Il pianoro verdeggiante sorretto da antichi muri a secco che spunta all’improvviso tra le ripidissime pareti che guardano San Nazario in Valbrenta. Una manciata di case, il pozzo, il capitello, una piccola ghiacciaia nella roccia. Praventore si apre dinnanzi al camminatore come un’oasi lungo la mulattiera del Merlo, oggi sentiero CAI n.936. Riporto qui di seguito la testimonianza di Eugenio Campana, esperto di storia locale, che mi ha raccontato qualche curiosità di questo luogo straordinario del Grappa, dimenticato dal mondo. «Al termine di questo nostro peregrinare alla ricerca dei segni della pietà popolare lungo la mulattiera del Merlo, dobbiamo anche ricordare il bel capitello del Praventore che, dopo anni di oblio, è tornato alla sua rustica e austera bellezza, grazie all'intervento di Renato Campana. Nella località, già di proprietà della famiglia "Abo", egli passa molti fine settimana intento a recuperare un ambiente degradato da tanti anni di abbandono. Passando nei pressi, dopo aver goduto della generosa ospitalità di Renato, lo sguardo viene attratto dalla Madonna col Bambino, recentemente dipinta da Paolo Mocellin. Nessun ricordo rimane invece della precedente immagine.
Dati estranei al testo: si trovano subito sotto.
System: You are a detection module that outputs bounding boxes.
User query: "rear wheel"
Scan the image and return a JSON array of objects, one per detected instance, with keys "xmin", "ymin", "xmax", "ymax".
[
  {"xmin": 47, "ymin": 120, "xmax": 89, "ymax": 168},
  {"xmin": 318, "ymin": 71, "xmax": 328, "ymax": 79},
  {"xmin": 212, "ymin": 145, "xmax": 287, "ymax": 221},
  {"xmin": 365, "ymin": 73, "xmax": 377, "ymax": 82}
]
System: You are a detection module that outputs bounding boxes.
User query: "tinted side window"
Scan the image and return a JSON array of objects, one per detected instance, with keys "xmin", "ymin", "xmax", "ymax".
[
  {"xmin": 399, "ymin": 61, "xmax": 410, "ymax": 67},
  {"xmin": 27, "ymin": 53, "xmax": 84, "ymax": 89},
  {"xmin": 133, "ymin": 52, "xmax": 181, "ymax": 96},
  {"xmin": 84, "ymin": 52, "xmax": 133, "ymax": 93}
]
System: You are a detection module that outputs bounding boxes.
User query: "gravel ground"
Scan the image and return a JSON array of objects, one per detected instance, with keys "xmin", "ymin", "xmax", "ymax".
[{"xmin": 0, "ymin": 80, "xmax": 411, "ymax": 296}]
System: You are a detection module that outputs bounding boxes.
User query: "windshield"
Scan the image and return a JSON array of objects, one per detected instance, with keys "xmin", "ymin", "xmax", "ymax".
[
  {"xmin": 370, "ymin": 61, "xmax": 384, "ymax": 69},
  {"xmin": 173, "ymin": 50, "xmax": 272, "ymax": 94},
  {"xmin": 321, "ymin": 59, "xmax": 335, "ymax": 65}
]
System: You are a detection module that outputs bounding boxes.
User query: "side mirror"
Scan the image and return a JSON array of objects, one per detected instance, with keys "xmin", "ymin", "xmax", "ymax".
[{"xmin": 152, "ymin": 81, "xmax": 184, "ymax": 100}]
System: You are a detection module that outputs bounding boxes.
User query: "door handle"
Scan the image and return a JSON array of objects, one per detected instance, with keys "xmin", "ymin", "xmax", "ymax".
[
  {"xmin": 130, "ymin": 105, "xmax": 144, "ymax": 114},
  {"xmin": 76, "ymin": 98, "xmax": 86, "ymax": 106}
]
Le dimensioni e le caratteristiche del capitello, denotano la presenza a Praventore, nei secoli scorsi, di parecchie famiglie che, non potendo recarsi in chiesa con assiduità, espressero la loro fede con la bella costruzione. Oltre ai prati di proprietà di diverse famiglie, all'incrocio di alcuni sentieri per la Valle delle Ore con la vecchia mulattiera, i numerosi ruderi di costruzioni agricole, ancora visibili, testimoniano la vitalità e la presenza umana in questa zona nei secoli scorsi. Il primo documento che si riferisce a questa località, è una divisione del 1652 tra i fratelli Zuanantonio, Giacomo e Marco Campana fu Zuanne dal Merlo, che comprendeva anche alcuni beni al Praventore. E così, dai primi "Campana", originari abitatori del Colle, la proprietà torna ad una altro "Campana". La storia si ripete».